Cuando el mandatario José Evaristo Uriburu firmó el Decreto para crear el Museo Nacional de Bellas Artes, en la Navidad de 1896 se abrieron las puertas de su primera sede, que estuvo ubicada en el edificio del Bon Marché de la calle Florida. En ese mismo escrito, también se le asignó el cargo de director a Eduardo Schiaffino, pintor, crítico y considerado el primer historiador del arte en la Argentina. Schiaffino, por su parte, era uno de los que postulaba la formación y autonomía de un arte propio y nacional. Con esa intención, comenzó la primera gestión del Museo.

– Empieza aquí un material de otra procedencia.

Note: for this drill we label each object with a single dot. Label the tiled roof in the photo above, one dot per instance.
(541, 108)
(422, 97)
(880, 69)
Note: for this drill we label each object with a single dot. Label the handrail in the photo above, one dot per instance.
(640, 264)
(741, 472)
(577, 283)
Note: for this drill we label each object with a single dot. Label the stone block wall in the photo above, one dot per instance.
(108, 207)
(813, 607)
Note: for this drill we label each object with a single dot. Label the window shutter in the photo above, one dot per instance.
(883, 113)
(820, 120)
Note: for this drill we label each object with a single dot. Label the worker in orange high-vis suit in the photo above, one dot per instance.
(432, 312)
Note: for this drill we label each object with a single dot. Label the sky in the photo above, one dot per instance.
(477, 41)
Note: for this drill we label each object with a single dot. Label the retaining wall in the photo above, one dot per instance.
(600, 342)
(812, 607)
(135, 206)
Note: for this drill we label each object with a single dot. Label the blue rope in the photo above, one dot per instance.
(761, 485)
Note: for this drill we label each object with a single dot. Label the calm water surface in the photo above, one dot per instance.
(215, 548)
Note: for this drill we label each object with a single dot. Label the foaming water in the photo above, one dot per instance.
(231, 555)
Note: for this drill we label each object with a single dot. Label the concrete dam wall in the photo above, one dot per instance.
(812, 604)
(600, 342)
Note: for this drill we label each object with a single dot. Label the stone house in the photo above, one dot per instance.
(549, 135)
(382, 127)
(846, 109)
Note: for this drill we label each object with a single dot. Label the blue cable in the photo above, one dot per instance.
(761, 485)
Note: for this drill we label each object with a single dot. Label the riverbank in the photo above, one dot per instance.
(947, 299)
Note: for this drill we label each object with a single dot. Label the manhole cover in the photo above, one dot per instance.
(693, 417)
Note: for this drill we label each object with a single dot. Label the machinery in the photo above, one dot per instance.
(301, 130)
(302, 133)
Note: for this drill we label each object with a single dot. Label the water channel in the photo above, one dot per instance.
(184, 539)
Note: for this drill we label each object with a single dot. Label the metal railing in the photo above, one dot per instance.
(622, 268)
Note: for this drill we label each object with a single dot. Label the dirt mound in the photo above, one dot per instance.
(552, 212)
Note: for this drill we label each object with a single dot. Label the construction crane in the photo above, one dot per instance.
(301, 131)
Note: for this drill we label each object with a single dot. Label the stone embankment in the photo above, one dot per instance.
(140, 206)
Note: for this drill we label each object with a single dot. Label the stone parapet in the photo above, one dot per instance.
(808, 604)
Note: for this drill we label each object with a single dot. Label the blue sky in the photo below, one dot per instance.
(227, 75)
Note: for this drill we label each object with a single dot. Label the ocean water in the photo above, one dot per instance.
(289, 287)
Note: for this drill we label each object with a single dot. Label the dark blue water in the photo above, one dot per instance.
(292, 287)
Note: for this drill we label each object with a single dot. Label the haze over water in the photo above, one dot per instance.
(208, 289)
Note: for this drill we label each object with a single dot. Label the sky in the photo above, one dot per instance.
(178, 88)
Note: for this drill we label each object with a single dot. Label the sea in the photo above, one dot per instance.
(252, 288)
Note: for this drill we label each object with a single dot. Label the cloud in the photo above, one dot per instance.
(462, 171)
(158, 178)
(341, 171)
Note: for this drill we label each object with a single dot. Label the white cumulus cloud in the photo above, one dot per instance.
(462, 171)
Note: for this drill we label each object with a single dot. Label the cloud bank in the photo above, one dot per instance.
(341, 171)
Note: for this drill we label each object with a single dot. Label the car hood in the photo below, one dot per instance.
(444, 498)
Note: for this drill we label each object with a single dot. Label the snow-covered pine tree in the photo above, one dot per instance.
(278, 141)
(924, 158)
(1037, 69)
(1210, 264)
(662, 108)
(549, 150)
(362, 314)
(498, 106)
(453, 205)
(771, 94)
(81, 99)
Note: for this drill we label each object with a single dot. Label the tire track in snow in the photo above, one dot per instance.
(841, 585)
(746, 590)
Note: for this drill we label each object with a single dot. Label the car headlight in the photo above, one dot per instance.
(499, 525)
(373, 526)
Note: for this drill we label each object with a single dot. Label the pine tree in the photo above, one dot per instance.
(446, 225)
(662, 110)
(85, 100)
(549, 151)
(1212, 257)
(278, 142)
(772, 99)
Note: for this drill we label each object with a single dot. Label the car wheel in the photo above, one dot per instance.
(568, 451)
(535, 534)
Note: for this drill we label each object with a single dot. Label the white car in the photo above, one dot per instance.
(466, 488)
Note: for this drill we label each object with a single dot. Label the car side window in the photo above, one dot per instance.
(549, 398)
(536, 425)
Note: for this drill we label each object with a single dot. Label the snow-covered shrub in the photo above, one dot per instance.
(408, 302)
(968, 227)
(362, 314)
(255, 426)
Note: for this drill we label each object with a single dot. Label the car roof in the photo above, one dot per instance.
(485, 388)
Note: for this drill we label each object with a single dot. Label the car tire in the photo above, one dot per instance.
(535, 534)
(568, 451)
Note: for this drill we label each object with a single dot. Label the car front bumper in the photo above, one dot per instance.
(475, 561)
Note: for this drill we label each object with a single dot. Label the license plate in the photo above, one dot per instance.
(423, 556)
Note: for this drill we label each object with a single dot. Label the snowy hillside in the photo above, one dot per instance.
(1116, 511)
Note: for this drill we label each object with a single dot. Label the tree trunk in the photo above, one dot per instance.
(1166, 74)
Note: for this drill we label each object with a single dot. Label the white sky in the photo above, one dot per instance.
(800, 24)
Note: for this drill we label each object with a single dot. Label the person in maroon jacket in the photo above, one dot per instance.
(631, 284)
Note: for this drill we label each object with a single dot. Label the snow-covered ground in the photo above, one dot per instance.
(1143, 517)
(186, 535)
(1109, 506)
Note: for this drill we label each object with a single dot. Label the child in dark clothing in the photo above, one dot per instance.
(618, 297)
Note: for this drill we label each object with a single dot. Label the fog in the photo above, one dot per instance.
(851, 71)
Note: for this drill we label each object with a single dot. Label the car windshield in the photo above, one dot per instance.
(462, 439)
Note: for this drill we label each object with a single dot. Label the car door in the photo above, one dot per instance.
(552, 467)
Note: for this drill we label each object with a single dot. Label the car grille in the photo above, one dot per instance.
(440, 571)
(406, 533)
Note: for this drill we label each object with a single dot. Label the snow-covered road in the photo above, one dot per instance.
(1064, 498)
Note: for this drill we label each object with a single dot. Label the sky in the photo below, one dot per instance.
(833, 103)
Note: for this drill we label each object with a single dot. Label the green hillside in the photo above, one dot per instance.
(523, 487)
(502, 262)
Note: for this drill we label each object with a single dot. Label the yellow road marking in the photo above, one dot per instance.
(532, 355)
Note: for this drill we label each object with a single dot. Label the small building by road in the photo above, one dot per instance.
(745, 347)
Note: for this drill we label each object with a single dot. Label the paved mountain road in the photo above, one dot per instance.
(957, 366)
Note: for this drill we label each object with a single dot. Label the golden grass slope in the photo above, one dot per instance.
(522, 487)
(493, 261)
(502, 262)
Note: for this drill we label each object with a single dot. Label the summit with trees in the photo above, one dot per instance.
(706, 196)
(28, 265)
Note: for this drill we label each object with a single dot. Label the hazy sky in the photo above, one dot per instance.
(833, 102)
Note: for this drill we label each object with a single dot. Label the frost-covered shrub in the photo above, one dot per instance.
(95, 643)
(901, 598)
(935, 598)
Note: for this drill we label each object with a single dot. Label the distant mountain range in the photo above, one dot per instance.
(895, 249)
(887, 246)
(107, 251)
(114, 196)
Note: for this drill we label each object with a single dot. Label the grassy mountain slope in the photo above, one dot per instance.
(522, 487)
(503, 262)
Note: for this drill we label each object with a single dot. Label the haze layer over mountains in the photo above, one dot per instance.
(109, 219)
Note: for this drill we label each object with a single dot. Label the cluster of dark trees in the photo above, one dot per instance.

La necesidad no solo de contar con un espacio propicio, sino con una institución que conservara, exhibiera y difundiera las artes plásticas del momento en esta parte de la región quedó bien explícita en parte de aquel texto oficial:
Considerando que el tiempo transcurre sin que se cumpla la voluntad de los generosos donantes que legaron o donaron al Estado sus colecciones particulares, con el único objeto de que sirvieran de base a un Museo Nacional de Bellas Artes -cuya falta en la Capital de la República está en completo desacuerdo con el adelanto intelectual de la Nación-; y dichas obras actualmente depositadas lejos del acceso del público y otras esparcidas en distintas reparticiones de la Administración Nacional, aunque garantizadas de pérdida material, corren el riesgo de deteriorarse, privadas, como se hallan, del cuidado inmediato de personas técnicamente competentes.
La urgencia, como bien se señala en el Decreto, también estaba en poner al alcance de los estudiantes aquellas obras que son de patrimonio público, y es menester dotar a nuestro arte naciente de la institución oficial a que tiene derecho, para salvar del olvido y guardar en el tiempo las manifestaciones artísticas más interesantes de la inteligencia argentina.
El Museo Nacional de Bellas Artes se planteó, además de promover y consolidar un naciente arte argentino, como un espacio destinado a albergar arte internacional de todos los períodos históricos. De alguna manera, comenzó a exhibir géneros y estilos plásticos que, además, moldeaban el gusto artístico y estético de una joven nación. En 1910, celebrando el primer Centenario patrio, Museo ya contaba con un acervo importante que reunía obras de los maestros Francisco de Goya, Joaquín Sorolla y Bastida, Edgar Degas y Pierre-Auguste Renoir.
Además, una de las primeras colecciones en integrarse fue la de Manuel José Guerrico: un terrateniente que, durante esos años, se encontraba en Europa exiliado tras el asesinato de su suegro Manuel Vicente Maza en manos de los rosistas. Su casa se convirtió en el centro de sociabilidad de muchos argentinos que pasaban por Europa, como Domingo Faustino Sarmiento y Juan Bautista Alberdi. A Guerrico se lo considera hoy el primer coleccionista de arte argentino y el Museo conserva una sala entera de las piezas que conservó.
En 1911, se inauguró la segunda sede del Bellas Artes: el Pabellón Argentino, una estructura monumental que el país había utilizado en la Exposición Universal de París de 1889 y que fue instalada en la Plaza San Martín. Allí, se exhibieron nuevas adquisiciones que ampliaron la colección, como La ninfa sorprendida, de Édouard Manet, y Orillas del Sena, de Claude Monet.
Finalmente, la institución se trasladó en 1933 a su sede actual: la antigua Casa de Bombas de Recoleta, remodelada por el arquitecto Alejandro Bustillo. Durante esos años, se incorporaron destacadas piezas, entre ellas: Mujer del mar, de Paul Gauguin, Le Moulin de la Galette, de Vincent van Gogh, y Jesús en el huerto de los Olivos, del Greco. También, durante las últimas décadas del siglo XX, llegaron otras tantas obras de grandes referentes del arte moderno internacional, como Pablo Picasso, Amedeo Modigliani, Marc Chagall, Vassily Kandinsky, Paul Klee, Lucio Fontana, Jackson Pollock, Mark Rothko y Henry Moore.